Fast Passage Re-ranking with Contextualized Exact Term Matching and Efficient Passage Expansion

Abstract

BERT-based information retrieval models are expensive, in both time (query latency) and computational resources (energy, hardware cost), making many of these models impractical especially under resource constraints. The reliance on a query encoder that only performs tokenization and on the pre-processing of passage representations at indexing, has allowed the recently proposed TILDE method to overcome the high query latency issue typical of BERT-based models. This however is at the expense of a lower effectiveness compared to other BERT-based re-rankers and dense retrievers. In addition, the original TILDE method is characterised by indexes with a very high memory footprint, as it expands each passage into the size of the BERT vocabulary.

In this paper, we propose TILDEv2, a new model that stems from the original TILDE but that addresses its limitations. TILDEv2 relies on contextualized exact term matching with expanded passages.

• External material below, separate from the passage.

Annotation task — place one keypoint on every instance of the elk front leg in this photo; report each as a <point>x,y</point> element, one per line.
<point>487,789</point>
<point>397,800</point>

This requires to only store in the index the score of tokens that appear in the expanded passages (rather than all the vocabulary), thus producing indexes that are 99% smaller than those of TILDE. This matching mechanism also improves ranking effectiveness by 24%, without adding to the query latency. This makes TILDEv2 the state-of-the-art passage re-ranking method for CPU-only environments, capable of maintaining query latency below 100ms on commodity hardware.

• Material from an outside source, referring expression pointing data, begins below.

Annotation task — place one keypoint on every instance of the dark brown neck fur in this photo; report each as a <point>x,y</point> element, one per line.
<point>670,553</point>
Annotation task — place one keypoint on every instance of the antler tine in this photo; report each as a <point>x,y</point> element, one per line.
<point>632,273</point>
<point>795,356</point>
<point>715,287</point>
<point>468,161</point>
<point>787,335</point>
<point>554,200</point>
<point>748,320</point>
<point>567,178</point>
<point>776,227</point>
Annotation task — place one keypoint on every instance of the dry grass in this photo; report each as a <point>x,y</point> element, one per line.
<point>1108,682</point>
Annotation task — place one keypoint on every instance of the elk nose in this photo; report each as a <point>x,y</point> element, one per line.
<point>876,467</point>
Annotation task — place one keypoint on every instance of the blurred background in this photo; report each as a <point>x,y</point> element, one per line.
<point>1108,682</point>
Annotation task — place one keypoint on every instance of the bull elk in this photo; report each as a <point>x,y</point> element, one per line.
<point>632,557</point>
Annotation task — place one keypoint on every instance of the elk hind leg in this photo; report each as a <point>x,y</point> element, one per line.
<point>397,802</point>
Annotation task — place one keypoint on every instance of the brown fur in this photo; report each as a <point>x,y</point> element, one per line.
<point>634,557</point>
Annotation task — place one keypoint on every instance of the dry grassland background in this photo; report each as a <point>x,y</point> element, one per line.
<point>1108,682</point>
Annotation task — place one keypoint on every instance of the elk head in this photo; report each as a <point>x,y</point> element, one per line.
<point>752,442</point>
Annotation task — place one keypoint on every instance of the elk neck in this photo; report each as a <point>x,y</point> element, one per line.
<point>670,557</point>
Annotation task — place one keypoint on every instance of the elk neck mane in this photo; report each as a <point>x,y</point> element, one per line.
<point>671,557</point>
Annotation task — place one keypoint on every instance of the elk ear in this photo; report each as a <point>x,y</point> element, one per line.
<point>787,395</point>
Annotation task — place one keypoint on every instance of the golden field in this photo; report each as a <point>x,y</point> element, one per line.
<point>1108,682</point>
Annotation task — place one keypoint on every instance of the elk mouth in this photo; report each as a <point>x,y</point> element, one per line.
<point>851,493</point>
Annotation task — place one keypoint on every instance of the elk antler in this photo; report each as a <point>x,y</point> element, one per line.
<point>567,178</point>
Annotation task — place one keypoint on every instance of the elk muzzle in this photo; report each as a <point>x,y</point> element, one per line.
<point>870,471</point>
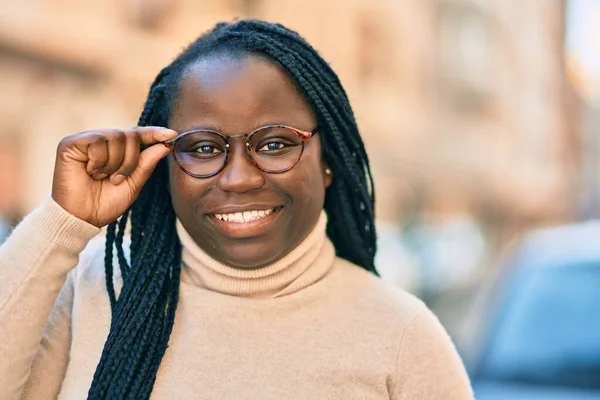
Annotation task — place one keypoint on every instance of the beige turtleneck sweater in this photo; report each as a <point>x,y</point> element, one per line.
<point>310,326</point>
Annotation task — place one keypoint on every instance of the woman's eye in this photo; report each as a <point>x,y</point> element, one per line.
<point>272,146</point>
<point>207,150</point>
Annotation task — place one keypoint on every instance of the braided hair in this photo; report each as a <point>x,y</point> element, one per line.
<point>144,312</point>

One potential drawback of TILDEv2, compared to the original TILDE, is the extra passage expansion process required at indexing. This is an expensive process if performed using current passage expansion methods. However, we address this by adapting the original TILDE model to serve as a passage expansion method. Compared to current expansion methods, our proposed method reduces the passage expansion time by 98% with only less than 1% effectiveness loss on the MS MARCO passage ranking dataset (and even improvements on other datasets). We further show that our expansion approach generalises to other ranking methods that rely on expansion.